In the context of a faith that clearly calls us to submission, to becoming 'the very last and the servant to all' (Mark 9:35), self-promotion is a counter-productive descent into personal pride. It turns leaders into competitors rather than fellow-workers, each aiming to reach a seat at the top table of Christian celebrity ahead of the others. And it turns the gospel – the beautiful, transformational true story at the heart of our faith – into a pragmatic justification for personal ambition.
I know for a fact that there are Christian leaders who write to the organisers of major events to explain why they should be given a place on the main stage. Others campaign to force themselves into positions of influence in those events, in the hope of finding their way on to those same platforms. Still others work tirelessly to build needless media careers, after the thirst for fame goes unquenched by popularity within the Christian subculture.
I wrote a couple of articles on this a few years ago, and lots of people sagely nodded in agreement. Nothing changed though, in fact platform culture has become more entrenched in the modern church. So now I just want to throw a window open into the Christian world and yell "Stop! This is ludicrous!" So many of us are complicit in this culture of self-promotion, and yet we're duplicitously carrying on as if it doesn't really matter. Of course it does. If the watching world sees leaders more in love with themselves and their own careers than they are with Jesus, then where does that leave us?
"To live is Christ, and to die is gain" says Paul in Philippians 1, and that's more like it.

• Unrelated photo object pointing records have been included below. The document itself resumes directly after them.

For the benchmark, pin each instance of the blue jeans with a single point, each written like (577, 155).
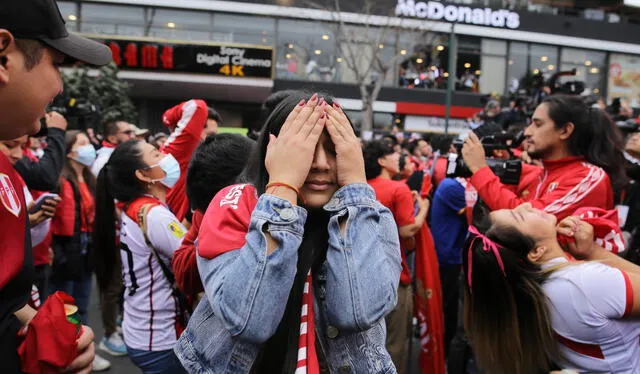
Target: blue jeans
(79, 289)
(162, 362)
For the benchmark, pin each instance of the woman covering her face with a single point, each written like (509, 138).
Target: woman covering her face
(301, 264)
(528, 306)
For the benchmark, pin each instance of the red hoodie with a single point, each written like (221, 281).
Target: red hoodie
(186, 122)
(564, 186)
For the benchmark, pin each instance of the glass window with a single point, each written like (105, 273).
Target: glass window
(468, 68)
(307, 51)
(425, 64)
(230, 28)
(179, 24)
(113, 19)
(543, 59)
(517, 69)
(494, 47)
(494, 65)
(624, 78)
(69, 11)
(590, 68)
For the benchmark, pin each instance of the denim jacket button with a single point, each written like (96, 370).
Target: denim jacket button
(333, 203)
(332, 332)
(287, 214)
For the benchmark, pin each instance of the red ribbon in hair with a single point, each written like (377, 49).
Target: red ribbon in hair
(489, 246)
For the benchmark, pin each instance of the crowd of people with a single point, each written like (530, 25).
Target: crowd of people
(308, 250)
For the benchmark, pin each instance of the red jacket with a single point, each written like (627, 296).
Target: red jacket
(63, 223)
(564, 186)
(185, 266)
(186, 122)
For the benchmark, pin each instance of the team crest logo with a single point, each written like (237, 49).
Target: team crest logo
(8, 195)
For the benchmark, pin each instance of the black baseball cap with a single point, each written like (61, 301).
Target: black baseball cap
(41, 20)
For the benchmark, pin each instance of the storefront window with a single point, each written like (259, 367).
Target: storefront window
(228, 28)
(494, 64)
(590, 68)
(307, 51)
(624, 78)
(517, 69)
(425, 64)
(543, 59)
(179, 25)
(468, 67)
(69, 11)
(113, 19)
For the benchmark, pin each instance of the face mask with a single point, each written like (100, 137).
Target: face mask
(86, 155)
(171, 170)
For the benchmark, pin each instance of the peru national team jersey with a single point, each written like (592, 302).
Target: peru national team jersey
(589, 306)
(150, 311)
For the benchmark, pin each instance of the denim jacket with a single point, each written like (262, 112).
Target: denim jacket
(247, 290)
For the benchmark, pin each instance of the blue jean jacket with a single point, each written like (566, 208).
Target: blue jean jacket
(247, 290)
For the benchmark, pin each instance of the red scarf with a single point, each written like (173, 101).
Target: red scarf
(106, 144)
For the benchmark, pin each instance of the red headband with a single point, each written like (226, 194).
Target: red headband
(488, 245)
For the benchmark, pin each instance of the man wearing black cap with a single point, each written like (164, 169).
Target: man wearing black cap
(33, 42)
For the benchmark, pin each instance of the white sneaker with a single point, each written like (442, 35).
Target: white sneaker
(100, 364)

Christian leadership should be a constant process of self-sacrifice, of setting fire to our own ambitions in the hope that others might be drawn to the light. It's time our leaders – both emerging and established – let go of their own desire for profile; stopped retweeting praise; started turning down media appearances and speaking opportunities when the reward is more about earth than heaven. And everyone else has to stop being complicit in the game, and start valuing the right characteristics in our leaders: compassion, quiet service and humility among them.
I know it isn't that simple. Leaders are by nature going to be influential; they have to take up platforms, both physically and metaphorically. What matters, and what needs to change, is how these responsibilities are sought and handled. We need leaders who genuinely prefer one another; who seek to build each other up rather than jostle for position. And when some of us find ourselves in positions of influence, we have to continually guard ourselves against pride and abuse of position. One of the best ways of doing that is for leaders to surround themselves with people to whom they're genuinely accountable; friends who will tell them when they're starting to believe their own hype or get competitive, and to whom they'll actually listen.

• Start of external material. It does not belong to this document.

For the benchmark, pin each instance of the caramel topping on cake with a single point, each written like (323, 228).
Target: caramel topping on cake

That's my own best effort at repelling the natural draw of platform culture. Because of course, I write this (however awkwardly) as a person of at least some influence. Ironically, I suppose I'm writing these very words in the hope that they'll be influential in church culture. And of course all this is a battle for me too; I can get sucked into the fruitless pursuit of website hits and positive feedback; I too need to realise more and more that my own need for approval and significance is met in Christ, not in retweets, main-stage conference speaking slots and media appearances.

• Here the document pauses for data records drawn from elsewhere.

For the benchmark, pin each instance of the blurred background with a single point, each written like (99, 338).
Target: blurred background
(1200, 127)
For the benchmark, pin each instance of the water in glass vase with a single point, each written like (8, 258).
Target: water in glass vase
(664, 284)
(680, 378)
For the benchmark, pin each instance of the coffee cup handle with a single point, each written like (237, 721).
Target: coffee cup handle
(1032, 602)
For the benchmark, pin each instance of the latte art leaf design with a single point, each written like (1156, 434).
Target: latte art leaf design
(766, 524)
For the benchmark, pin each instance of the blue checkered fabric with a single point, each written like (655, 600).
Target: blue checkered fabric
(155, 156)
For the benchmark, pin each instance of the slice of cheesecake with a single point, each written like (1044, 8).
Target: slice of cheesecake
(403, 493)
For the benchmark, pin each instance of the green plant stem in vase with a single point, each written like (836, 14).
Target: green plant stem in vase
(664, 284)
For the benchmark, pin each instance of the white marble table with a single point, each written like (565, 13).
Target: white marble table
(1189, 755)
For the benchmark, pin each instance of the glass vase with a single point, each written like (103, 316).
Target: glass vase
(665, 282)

Christianity is, it turns out, a magnificent cover story for selfish ambition. Certain American TV evangelists, viewable every night on British satellite television, give us an insight into the ultimate extreme of that. We're not there yet though; we just need a course correction. Leaders: let's replace self-promotion with submission. Perhaps the people we put on our platforms should be the ones who want to run kicking and screaming from them.